UK coronavirus hospital death toll rises by 59 as new infections continue to soar
The number of coronavirus patients to die in UK hospitals has risen by 59, health authorities have announced.
This includes 54 casualties in England, one in Scotland, three in Wales and one in Northern Ireland.
Those who died in England were aged between 43 and 93, with one person, aged 79, having no known underlying health conditions.
The North West had the highest death toll, with 22 fatalities, while 16 victims died in the North East and Yorkshire.
Yesterday’s increase of 63 hospital deaths was the highest figure since early July, and comes as ministers grapple with a huge rise in new cases.
NHS England has provided a regional breakdown showing where the latest fatalities occured.

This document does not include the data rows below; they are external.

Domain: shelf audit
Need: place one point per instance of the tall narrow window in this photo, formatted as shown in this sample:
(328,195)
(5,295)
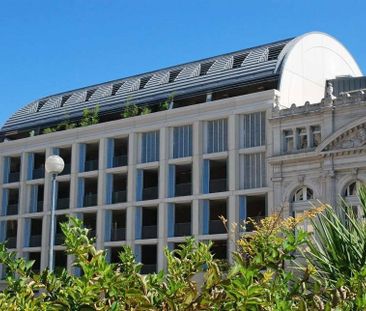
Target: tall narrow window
(181,138)
(216,138)
(252,130)
(149,151)
(252,170)
(288,141)
(302,194)
(315,136)
(302,138)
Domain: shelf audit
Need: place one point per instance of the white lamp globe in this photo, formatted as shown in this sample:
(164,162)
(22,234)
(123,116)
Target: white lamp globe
(54,164)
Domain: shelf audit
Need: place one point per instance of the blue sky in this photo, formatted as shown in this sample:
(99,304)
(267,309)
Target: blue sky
(52,46)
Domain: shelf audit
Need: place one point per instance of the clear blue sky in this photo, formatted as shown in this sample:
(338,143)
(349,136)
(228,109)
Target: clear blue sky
(53,46)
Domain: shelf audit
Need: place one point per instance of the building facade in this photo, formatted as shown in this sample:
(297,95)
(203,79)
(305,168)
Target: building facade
(223,138)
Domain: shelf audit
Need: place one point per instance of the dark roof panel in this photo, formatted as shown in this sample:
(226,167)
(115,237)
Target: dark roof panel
(241,66)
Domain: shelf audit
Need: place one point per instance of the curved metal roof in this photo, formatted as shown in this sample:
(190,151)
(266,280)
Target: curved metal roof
(242,66)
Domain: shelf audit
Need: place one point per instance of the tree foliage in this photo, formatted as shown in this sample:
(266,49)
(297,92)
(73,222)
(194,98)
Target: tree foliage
(268,272)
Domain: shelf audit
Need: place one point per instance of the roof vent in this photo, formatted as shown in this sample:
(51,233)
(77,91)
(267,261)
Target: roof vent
(143,81)
(64,99)
(239,59)
(116,87)
(89,94)
(205,67)
(274,51)
(41,104)
(174,74)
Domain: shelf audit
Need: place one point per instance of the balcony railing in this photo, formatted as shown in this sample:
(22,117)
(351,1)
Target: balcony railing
(63,203)
(218,185)
(182,229)
(38,173)
(13,177)
(149,232)
(59,238)
(90,200)
(148,268)
(35,240)
(119,196)
(150,193)
(216,227)
(120,160)
(91,165)
(66,170)
(118,234)
(183,189)
(12,209)
(11,242)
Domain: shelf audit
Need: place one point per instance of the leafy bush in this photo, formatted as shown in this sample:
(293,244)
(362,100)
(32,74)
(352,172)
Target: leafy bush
(268,272)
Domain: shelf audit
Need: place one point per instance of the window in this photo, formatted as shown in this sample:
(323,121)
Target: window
(252,170)
(288,139)
(181,138)
(36,165)
(252,130)
(211,212)
(180,180)
(351,189)
(302,138)
(302,194)
(216,138)
(147,184)
(315,136)
(11,169)
(149,148)
(36,198)
(251,207)
(179,219)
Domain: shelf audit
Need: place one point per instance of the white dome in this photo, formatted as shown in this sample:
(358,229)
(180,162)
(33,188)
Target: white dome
(307,62)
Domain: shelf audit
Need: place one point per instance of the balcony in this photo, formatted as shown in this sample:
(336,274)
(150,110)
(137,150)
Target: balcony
(149,232)
(35,240)
(218,185)
(119,196)
(182,229)
(183,189)
(11,242)
(216,227)
(120,160)
(149,268)
(90,200)
(12,209)
(91,165)
(13,177)
(118,234)
(63,203)
(38,173)
(150,193)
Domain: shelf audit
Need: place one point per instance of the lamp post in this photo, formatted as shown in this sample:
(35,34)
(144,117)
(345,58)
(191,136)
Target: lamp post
(54,166)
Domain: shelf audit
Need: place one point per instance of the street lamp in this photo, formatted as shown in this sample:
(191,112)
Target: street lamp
(54,166)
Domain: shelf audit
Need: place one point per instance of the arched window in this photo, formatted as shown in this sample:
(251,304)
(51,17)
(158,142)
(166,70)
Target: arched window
(351,189)
(302,194)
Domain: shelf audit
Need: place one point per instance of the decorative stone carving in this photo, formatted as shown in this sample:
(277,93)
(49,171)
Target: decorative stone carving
(356,139)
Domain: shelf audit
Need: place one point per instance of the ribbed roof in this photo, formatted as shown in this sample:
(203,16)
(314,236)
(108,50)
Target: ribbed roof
(241,66)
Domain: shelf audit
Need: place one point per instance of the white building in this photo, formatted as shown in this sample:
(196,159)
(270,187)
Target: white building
(232,143)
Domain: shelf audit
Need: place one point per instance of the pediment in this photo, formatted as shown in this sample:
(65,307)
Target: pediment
(348,139)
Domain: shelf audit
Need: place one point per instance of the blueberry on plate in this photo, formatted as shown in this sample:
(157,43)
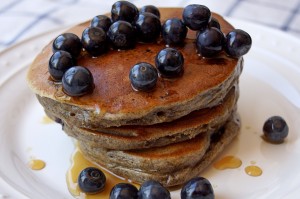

The Department of Health will later confirm the number of Covid-19 deaths in all settings.
Yesterday’s figures showed a total of 14,542 people had tested positive for the virus in 24 hours, while the number of people in hospital with coronavirus rose to 2,833.
Of these, 393 are in ventilator beds as health chiefs warn of a surge in hospitalisations.
Yesterday figures from the Office for National Statistics (ONS) revealed that the number of Covid-19 deaths had risen for the third week in a row.
In the week ending September 25 – the most recent available – coronavirus was mentioned on 203 death certificates in England, 12 in Wales, 10 in Scotland and nine in Northern Ireland – a total of 234.
This is 76 higher than the previous week.
Since the start of the pandemic 50,277 death certificates have mentioned coronavirus in England and 2,592 in Wales.
ONS figures reveal that the overall number of deaths was slightly above the five-year average at the end of last month – having fallen below it in August and early September.
Overall there were 9,634 deaths from all causes registered across England and Wales during that week – 111 more than the previous week.
Earlier today damning new research revealed that coronavirus has risen in 19 out of 20 areas that are under at least two months of local lockdown.
Sir Keir said Burnley was at 21 new infections per 100,000 people when local lockdown began in July – now it is at 434.
Bolton was at 18 per 100,000 people – now it is 255. And Bradford was at 54 – now the rate is 258.
That is despite a raft of local lockdown restrictions, which vary but include bans on meeting people you don’t live with indoors, and advice against non-essential travel.